A white material only reflects a fraction of the white light of the sun as the sunlight strikes it. If is it a white cloth, there is a tremendous amount of random scattering of the light rays as it is reflected. Even a white egg, or a shiny Corvette only reflects a fraction of the total sunlight that strikes them, but more than a cloth napkin.

Logically, this makes sense, since you can gaze directly at a white napkin in bright sunlight, or even at a white Corvette in direct sunlight, whereas if you were to gaze at the sun, you would damage your retinas.

On the other hand, a mirror reflects the sunlight with a profoundly greater efficiency than a white "thing" or "object".

However, simple, understandable, laws of physics dictates that even a mirror is not perfectly, 100% efficient in terms of reflecting light. Even when painting reflections in a mirror, they should be created just a tiny bit darker in value than the objects being reflected in it.

It is for this reason that when painting reflections of a scene in water, I always try to paint the reflections just a tad bit darker than the objects that created them.

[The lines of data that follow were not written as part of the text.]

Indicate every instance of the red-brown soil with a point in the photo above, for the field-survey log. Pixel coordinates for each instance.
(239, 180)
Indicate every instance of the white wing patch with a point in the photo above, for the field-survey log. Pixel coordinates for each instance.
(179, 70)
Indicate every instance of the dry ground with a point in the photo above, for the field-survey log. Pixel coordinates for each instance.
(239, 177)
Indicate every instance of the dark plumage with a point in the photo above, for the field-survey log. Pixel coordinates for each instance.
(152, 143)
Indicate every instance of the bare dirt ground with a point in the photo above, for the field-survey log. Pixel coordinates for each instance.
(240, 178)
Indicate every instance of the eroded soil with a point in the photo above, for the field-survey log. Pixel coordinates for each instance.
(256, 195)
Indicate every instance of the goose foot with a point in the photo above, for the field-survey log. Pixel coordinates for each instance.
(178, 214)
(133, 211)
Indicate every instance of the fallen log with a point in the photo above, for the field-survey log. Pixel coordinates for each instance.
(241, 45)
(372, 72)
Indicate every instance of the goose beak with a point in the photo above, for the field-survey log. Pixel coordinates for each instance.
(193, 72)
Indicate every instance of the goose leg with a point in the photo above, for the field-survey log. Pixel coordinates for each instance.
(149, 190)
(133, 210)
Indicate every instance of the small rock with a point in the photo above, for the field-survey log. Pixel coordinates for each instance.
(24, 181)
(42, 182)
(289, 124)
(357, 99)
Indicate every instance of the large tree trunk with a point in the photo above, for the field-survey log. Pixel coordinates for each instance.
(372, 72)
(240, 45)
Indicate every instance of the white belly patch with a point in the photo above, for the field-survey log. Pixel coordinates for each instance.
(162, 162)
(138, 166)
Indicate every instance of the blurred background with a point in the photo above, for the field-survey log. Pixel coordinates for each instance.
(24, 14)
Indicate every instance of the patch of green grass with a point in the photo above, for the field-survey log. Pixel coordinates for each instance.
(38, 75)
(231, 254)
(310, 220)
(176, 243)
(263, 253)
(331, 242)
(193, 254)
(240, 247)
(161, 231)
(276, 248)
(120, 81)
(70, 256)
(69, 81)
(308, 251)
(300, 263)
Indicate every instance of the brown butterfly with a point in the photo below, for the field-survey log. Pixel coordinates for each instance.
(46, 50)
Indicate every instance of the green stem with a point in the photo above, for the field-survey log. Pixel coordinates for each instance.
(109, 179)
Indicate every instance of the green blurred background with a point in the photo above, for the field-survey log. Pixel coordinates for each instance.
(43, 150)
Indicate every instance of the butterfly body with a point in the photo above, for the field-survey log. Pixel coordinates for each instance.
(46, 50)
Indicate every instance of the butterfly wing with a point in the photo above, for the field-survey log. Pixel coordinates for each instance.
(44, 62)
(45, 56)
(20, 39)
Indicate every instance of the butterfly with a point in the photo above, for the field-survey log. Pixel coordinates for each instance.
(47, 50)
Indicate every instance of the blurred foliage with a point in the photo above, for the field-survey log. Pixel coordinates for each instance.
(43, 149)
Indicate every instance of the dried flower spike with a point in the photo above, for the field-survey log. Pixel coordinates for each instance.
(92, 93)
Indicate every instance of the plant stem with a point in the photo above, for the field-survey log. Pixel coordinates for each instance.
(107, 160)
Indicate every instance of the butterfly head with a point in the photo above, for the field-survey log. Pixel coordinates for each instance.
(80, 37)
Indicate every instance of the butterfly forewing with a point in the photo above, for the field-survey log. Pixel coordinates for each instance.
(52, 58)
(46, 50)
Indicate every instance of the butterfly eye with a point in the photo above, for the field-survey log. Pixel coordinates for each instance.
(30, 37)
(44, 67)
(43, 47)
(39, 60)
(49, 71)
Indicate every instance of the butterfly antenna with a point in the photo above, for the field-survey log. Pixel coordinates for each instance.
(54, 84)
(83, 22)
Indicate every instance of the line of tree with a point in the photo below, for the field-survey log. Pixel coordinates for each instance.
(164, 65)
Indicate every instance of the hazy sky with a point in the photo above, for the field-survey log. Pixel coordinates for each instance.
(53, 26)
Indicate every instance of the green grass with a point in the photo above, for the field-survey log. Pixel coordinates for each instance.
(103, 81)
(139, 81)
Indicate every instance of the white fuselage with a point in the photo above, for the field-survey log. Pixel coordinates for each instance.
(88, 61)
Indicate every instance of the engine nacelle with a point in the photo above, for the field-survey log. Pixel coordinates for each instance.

That's one reason that reflections of skies in water always appear darker than the sky, itself, if only a small amount. This is assuming, of course, that the goal of the painter is that of reality.;)

davidbriggs
10-26-2014, 04:33 AM
White objects and mirrors attain a similar range of percentage reflectance - e.g. around 90% for a titanium white paint (Munsell value 9.5) and up to 98-99% for a magnesium oxide coating, compared to 90-95% for ordinary metallic mirrors up to more than 99% for HR mirrors. As Patrick said, the difference is that a mirror produces a concentrated specular reflection while a matte white object produces a diffuse reflection.

Bastet469
10-27-2014, 01:05 AM
Funny you ask this question. I was about to ask if anyone has tried Tri-Art's Liquid Mirror acrylic paint. They hype up it's reflectivity quite a bit.

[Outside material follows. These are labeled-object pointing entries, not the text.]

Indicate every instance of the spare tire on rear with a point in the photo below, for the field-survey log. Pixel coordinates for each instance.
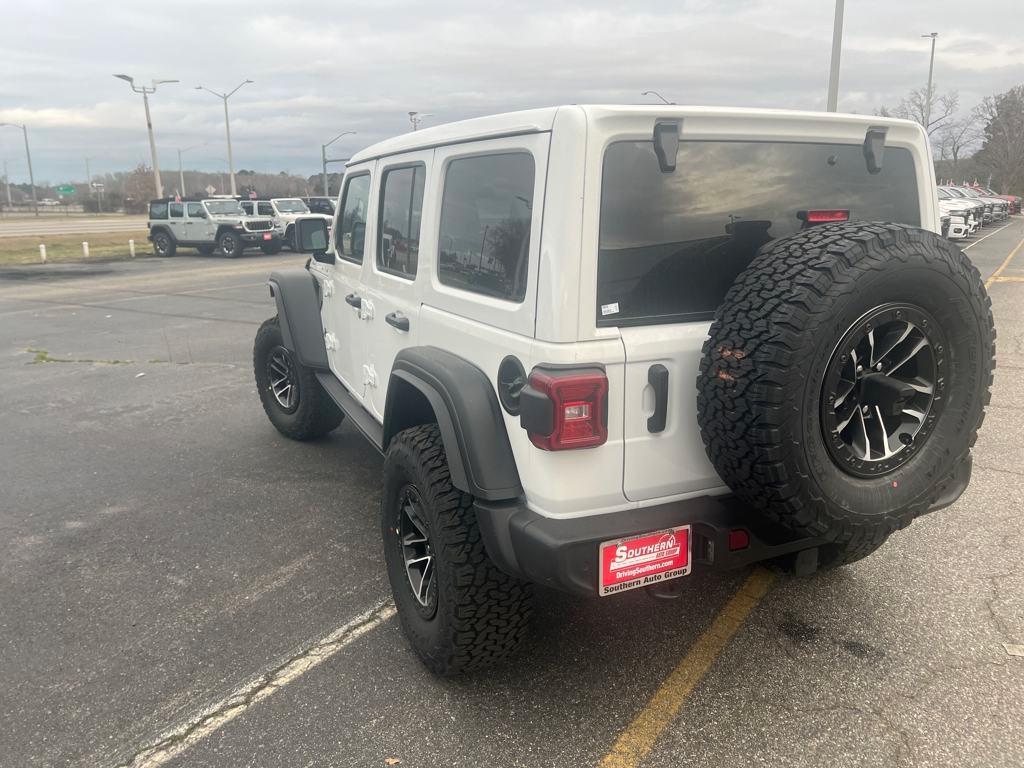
(845, 378)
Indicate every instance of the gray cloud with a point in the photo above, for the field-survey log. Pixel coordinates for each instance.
(328, 67)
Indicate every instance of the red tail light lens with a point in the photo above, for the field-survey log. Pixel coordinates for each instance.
(571, 411)
(826, 216)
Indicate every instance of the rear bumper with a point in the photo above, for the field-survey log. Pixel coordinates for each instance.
(563, 553)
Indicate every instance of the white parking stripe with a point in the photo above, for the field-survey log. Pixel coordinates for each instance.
(177, 739)
(968, 248)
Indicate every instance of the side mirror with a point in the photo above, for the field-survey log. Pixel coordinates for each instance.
(310, 235)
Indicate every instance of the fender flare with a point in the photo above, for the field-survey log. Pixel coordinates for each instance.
(468, 416)
(297, 295)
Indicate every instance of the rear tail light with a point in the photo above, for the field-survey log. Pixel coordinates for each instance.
(824, 216)
(564, 410)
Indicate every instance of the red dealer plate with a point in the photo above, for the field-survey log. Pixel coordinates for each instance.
(643, 560)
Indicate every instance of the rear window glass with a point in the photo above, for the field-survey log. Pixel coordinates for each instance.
(672, 244)
(484, 230)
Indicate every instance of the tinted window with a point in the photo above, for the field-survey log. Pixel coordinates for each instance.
(484, 230)
(400, 209)
(350, 240)
(672, 244)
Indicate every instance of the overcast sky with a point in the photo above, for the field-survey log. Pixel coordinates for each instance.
(321, 68)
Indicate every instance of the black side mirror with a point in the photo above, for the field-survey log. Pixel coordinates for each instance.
(310, 235)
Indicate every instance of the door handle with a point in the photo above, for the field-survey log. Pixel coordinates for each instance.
(397, 320)
(657, 377)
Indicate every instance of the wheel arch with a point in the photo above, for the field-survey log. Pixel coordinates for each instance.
(429, 384)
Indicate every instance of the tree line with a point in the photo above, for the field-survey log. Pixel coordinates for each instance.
(985, 142)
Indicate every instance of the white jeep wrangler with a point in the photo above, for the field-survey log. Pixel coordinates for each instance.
(602, 346)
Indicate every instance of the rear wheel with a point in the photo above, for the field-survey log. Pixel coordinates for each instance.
(295, 402)
(458, 610)
(229, 244)
(844, 380)
(163, 244)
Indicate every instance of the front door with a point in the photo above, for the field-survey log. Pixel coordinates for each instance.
(344, 313)
(390, 279)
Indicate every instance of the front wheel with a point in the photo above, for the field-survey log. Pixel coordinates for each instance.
(163, 244)
(229, 244)
(458, 610)
(295, 402)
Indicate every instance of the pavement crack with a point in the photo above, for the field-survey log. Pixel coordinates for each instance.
(177, 739)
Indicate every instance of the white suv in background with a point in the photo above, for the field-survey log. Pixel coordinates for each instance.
(600, 347)
(284, 211)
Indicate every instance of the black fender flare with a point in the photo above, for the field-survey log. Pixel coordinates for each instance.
(468, 415)
(298, 300)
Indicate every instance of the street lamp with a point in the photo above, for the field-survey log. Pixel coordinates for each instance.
(181, 173)
(227, 125)
(28, 157)
(148, 123)
(325, 161)
(658, 95)
(417, 117)
(833, 99)
(931, 70)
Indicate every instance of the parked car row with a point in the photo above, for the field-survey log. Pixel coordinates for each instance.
(965, 210)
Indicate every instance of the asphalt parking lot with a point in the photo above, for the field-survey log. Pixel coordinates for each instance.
(181, 586)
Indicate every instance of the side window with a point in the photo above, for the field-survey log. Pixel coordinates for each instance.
(351, 233)
(485, 218)
(400, 211)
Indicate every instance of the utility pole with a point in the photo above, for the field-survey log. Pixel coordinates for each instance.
(28, 157)
(148, 123)
(931, 71)
(227, 126)
(832, 103)
(324, 160)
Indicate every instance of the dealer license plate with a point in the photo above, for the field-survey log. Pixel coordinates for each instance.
(643, 560)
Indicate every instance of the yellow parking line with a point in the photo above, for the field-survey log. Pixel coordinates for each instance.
(1004, 265)
(639, 737)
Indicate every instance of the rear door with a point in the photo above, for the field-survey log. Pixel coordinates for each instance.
(389, 291)
(671, 245)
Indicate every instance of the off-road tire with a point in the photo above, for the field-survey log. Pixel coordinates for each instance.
(315, 414)
(481, 613)
(761, 379)
(229, 244)
(163, 244)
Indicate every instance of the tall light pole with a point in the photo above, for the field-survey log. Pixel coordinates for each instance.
(418, 117)
(148, 123)
(227, 125)
(327, 192)
(931, 70)
(656, 95)
(833, 99)
(181, 173)
(28, 157)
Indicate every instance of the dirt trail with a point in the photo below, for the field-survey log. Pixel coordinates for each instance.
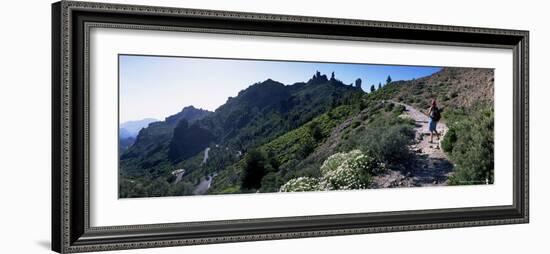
(430, 166)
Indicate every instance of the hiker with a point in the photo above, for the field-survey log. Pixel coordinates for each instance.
(435, 116)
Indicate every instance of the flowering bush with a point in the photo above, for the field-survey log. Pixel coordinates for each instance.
(341, 171)
(300, 184)
(337, 159)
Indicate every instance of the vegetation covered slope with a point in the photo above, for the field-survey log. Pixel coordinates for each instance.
(275, 137)
(255, 116)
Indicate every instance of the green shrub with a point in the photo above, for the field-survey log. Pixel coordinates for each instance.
(256, 166)
(388, 144)
(470, 144)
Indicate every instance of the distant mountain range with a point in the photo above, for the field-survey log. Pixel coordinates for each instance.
(288, 129)
(257, 114)
(131, 129)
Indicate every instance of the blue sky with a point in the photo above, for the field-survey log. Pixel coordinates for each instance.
(157, 87)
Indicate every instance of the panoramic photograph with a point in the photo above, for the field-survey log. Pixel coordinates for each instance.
(206, 126)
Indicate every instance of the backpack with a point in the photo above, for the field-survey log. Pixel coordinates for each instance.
(435, 115)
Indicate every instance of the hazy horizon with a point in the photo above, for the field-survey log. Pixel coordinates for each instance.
(157, 86)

"It is an opaque pigment that can be described as metallic or platinum in colour.... it has superior reflective qualities than all other pigments, including Iridescents."

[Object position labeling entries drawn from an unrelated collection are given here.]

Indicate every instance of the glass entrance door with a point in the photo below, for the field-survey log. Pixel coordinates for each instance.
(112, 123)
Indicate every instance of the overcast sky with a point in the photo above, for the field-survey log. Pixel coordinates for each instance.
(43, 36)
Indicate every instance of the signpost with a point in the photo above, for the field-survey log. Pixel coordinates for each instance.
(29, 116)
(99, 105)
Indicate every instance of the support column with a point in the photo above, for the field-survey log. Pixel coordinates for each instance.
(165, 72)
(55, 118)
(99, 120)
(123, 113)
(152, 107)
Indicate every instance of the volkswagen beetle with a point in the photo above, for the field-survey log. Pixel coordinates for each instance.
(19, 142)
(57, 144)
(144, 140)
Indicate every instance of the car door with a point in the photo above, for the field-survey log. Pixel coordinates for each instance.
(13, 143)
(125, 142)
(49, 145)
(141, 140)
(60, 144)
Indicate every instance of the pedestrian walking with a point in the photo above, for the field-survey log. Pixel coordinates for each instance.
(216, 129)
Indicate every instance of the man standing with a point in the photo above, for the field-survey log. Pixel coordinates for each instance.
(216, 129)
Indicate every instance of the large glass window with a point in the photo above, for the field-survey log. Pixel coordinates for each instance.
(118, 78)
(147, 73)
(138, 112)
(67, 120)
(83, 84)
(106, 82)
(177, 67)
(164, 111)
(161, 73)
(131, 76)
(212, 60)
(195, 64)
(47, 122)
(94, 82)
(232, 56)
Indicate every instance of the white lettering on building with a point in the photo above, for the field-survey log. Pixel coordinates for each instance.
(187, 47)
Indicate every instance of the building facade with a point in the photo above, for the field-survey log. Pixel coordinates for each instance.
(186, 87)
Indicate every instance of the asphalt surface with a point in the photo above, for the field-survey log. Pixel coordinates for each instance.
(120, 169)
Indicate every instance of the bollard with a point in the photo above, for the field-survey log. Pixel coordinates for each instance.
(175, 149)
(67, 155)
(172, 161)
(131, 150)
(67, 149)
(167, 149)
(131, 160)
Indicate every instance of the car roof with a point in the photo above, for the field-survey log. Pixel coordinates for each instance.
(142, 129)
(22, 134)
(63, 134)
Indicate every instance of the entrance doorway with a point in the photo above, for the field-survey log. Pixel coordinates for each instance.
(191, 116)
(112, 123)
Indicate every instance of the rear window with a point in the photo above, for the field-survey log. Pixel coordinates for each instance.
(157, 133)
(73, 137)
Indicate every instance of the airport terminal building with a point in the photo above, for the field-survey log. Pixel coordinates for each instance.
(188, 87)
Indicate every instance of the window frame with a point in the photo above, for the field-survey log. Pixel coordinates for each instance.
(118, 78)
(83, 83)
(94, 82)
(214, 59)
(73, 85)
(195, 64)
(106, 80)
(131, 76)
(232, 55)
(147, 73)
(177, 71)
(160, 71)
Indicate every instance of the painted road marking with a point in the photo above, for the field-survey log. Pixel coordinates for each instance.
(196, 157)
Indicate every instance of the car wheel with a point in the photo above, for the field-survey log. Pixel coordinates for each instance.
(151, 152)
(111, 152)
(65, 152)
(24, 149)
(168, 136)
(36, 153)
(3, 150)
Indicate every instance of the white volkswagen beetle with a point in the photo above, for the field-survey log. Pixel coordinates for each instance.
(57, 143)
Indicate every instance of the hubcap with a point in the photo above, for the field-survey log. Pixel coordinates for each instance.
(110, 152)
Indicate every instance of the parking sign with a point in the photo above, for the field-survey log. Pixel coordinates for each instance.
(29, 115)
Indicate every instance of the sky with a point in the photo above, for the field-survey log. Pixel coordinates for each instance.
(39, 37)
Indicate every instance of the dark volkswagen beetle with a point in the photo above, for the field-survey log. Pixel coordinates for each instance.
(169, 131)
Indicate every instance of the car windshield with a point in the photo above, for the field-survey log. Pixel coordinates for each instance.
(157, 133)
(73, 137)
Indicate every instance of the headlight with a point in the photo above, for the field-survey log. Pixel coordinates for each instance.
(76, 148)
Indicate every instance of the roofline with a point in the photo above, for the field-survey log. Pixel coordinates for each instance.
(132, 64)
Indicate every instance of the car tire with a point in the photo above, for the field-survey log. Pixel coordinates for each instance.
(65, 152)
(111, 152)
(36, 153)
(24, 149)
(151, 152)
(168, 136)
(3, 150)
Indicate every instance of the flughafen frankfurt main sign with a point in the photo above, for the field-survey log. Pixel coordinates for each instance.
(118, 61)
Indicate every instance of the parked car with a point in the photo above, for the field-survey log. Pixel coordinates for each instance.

The company already makes iridescent paint in both silver and pearl but claim that Liquid Mirror is markedly different. The exclusive shine properties of Liquid Mirror are attributed to the use of something called bismuth oxychloride. The result, according to art guru Marion Boddy-Evans of About.com, is:

"a pale, very shiny, silver color. Like the shiny highlights on silver jewelry, the closest to what I visualize when I think 'silver' that I've come across in paint."

But she admits that it can't be truly appreciated in online photos or videos.However at a whopping $20 average price for 60ml, I'm not prepared to pick up Liquid Mirror on faith alone.

What do you guys think?

Patrick1
10-27-2014, 05:48 AM
Bastet,
Yes...there is no substitute for seeing a real color sample...especially 'special effect' colors. I have a Tri-Art hand-painted color chart. Dontcha love companies that actually make these things? :angel:

Their Liquid Mirror is much brighter than all other acrylic 'silver' colors I've seen. It looks like platinum. I suppose if you applied it smoothly with a knife it would look somewhat mirror-like, although in my sample you can't see your reflection in it...it's not chrome-like...it's more like whitish-silver.

Incidentally, Tri-Art's Iridesent Pearl is very similar in color; from most angles it's similarly bright, but is less opaque. It also costs a fraction of what Liquid Mirror does. I've found it useful in abstract work for bright splashes and accents.